This one is extension of Multiple nested request with scrapy
. Asking because presented solution have flaws:
1. It iliminates asynchrony, thus heavily reducing scraping efficiency
2. Should exception appeare while processing links "stack" and no item will be yelded
3. What if there is a huge amount of child items?
To deal with (1) I considered this:
class CatLoader(ItemLoader):
def __int__(self, item=None, selector=None, response=None, parent=None, **context):
super(self.__class__, self).__init__(item, selector, response, parent, **context)

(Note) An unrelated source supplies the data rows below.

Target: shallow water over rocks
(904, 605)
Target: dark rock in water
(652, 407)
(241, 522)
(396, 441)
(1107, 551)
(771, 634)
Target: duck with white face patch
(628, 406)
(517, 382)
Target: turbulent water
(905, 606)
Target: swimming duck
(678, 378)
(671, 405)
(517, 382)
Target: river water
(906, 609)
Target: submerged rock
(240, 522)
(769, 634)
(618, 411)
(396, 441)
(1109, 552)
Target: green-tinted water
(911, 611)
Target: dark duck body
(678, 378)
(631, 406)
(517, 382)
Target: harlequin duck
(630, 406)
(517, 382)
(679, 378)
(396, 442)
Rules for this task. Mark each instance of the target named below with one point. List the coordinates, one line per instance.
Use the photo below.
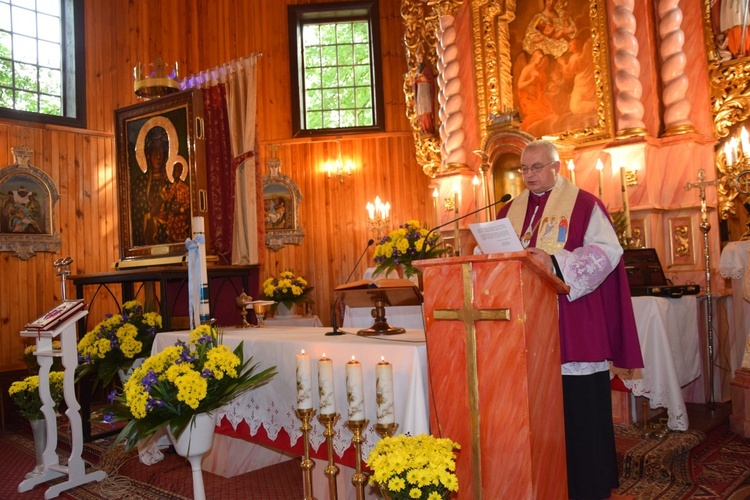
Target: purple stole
(600, 325)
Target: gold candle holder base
(385, 430)
(307, 464)
(359, 479)
(331, 470)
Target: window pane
(330, 99)
(49, 54)
(5, 16)
(312, 57)
(27, 101)
(331, 119)
(51, 105)
(49, 28)
(49, 81)
(24, 49)
(313, 100)
(315, 120)
(6, 72)
(360, 32)
(313, 79)
(344, 33)
(24, 21)
(26, 76)
(6, 98)
(345, 55)
(361, 53)
(51, 7)
(328, 55)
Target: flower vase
(39, 430)
(286, 312)
(125, 375)
(195, 441)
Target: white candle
(325, 386)
(384, 392)
(355, 391)
(304, 381)
(625, 203)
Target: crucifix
(705, 226)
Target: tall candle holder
(386, 430)
(307, 464)
(331, 470)
(359, 479)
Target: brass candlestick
(386, 430)
(359, 479)
(307, 464)
(331, 470)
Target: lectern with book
(494, 368)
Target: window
(335, 68)
(41, 72)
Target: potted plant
(287, 290)
(405, 245)
(414, 467)
(118, 343)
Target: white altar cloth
(272, 406)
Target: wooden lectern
(494, 367)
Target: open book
(377, 283)
(496, 236)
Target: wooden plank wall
(200, 35)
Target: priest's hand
(542, 257)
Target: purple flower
(109, 418)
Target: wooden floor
(705, 417)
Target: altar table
(267, 413)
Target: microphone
(505, 198)
(335, 329)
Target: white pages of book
(496, 236)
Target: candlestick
(304, 381)
(307, 464)
(384, 392)
(435, 196)
(355, 393)
(625, 204)
(199, 234)
(325, 386)
(572, 170)
(331, 470)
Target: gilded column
(627, 70)
(673, 59)
(449, 94)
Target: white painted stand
(76, 468)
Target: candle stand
(307, 464)
(386, 430)
(331, 470)
(359, 479)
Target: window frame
(298, 16)
(73, 73)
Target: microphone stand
(334, 326)
(506, 197)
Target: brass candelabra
(331, 470)
(307, 464)
(359, 479)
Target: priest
(569, 231)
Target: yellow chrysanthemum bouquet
(25, 394)
(180, 382)
(115, 343)
(288, 289)
(414, 467)
(403, 246)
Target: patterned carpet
(683, 465)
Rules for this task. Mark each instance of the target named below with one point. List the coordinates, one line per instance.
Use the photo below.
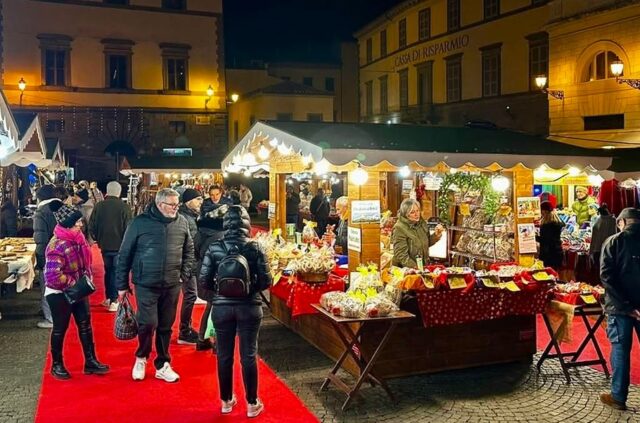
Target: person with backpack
(237, 270)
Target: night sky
(293, 30)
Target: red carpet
(117, 398)
(579, 332)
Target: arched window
(599, 67)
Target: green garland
(465, 183)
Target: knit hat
(46, 192)
(189, 194)
(67, 216)
(83, 194)
(630, 213)
(114, 189)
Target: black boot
(58, 370)
(91, 364)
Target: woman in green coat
(411, 236)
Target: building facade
(449, 62)
(585, 39)
(108, 76)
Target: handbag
(126, 325)
(80, 290)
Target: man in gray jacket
(158, 250)
(620, 275)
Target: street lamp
(541, 82)
(210, 93)
(22, 85)
(617, 67)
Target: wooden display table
(353, 348)
(584, 311)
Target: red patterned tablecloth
(455, 307)
(299, 295)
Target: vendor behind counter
(411, 238)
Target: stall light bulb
(359, 176)
(500, 183)
(595, 180)
(263, 153)
(574, 171)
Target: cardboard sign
(365, 211)
(354, 239)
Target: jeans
(110, 259)
(245, 321)
(620, 333)
(44, 304)
(189, 297)
(61, 313)
(157, 308)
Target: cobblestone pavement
(505, 393)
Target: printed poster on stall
(526, 238)
(354, 239)
(365, 211)
(528, 207)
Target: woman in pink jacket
(68, 258)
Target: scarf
(76, 237)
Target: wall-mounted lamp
(22, 85)
(541, 82)
(617, 67)
(210, 93)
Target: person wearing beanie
(620, 276)
(239, 316)
(549, 238)
(107, 225)
(44, 222)
(190, 209)
(68, 259)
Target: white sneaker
(253, 410)
(139, 369)
(167, 374)
(227, 406)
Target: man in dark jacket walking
(620, 275)
(107, 224)
(43, 223)
(158, 249)
(190, 210)
(237, 314)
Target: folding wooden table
(584, 311)
(351, 342)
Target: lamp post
(22, 85)
(617, 67)
(210, 93)
(541, 82)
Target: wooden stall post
(370, 247)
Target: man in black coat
(158, 250)
(43, 223)
(620, 276)
(107, 224)
(190, 210)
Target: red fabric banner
(455, 307)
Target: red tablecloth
(455, 307)
(299, 295)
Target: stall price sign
(365, 211)
(354, 239)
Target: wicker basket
(313, 277)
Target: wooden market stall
(372, 156)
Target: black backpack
(233, 278)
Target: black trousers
(61, 311)
(189, 296)
(157, 308)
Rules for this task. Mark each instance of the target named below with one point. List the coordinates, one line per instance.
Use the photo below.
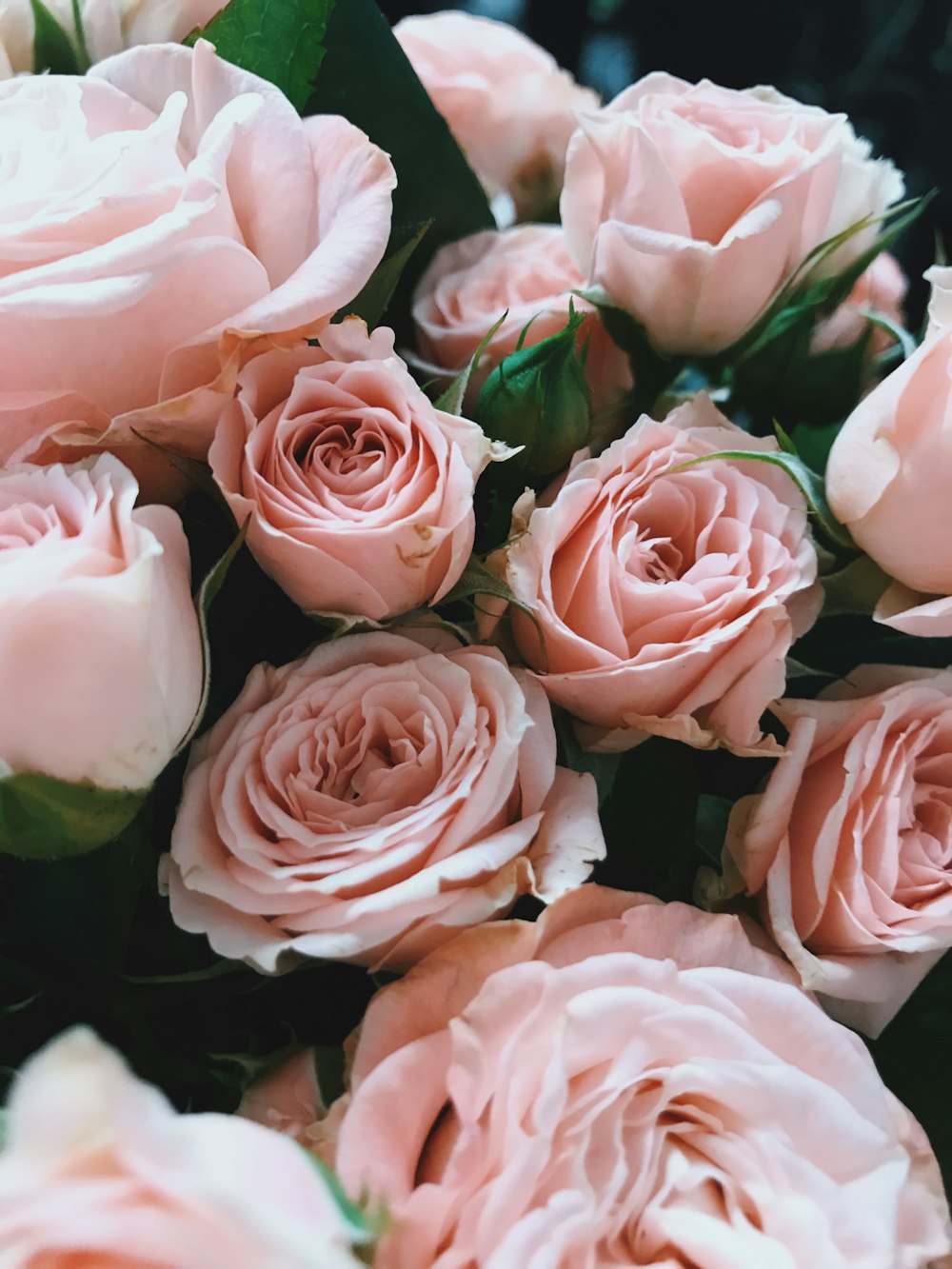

self.lock = threading.Lock()
self.counter = 0
def dec_counter(self):
self.counter += 1
Then in parser:
if len(urls) == 0:
self.logger.warning('Cat without items, url: ' + response.url)
item = cl.load_item()
yield item
cl.counter = len(urls)
for url in urls:
rq = Request(url, self.parse_item)
rq.meta['loader'] = cl
yield rq
And in parse_item()
I can do:
def parse_item(self, response):
l = response.meta['loader']
if l.counter == 0:
yield l.load_item()
BUT! To deal with 2 i neeed in each function do:
def parse_item(self, response):
l = response.meta['loader']
if l.counter == 0:
yield l.load_item()
Which I consider not elegant solution. So could anyone help with better solution? Also I'm up to insert items to DB, rather than json output, so maybe it better to create item with promise and make pipline, that parses children to check if promise is fulfiled(when item is inserted to DB), or something like that?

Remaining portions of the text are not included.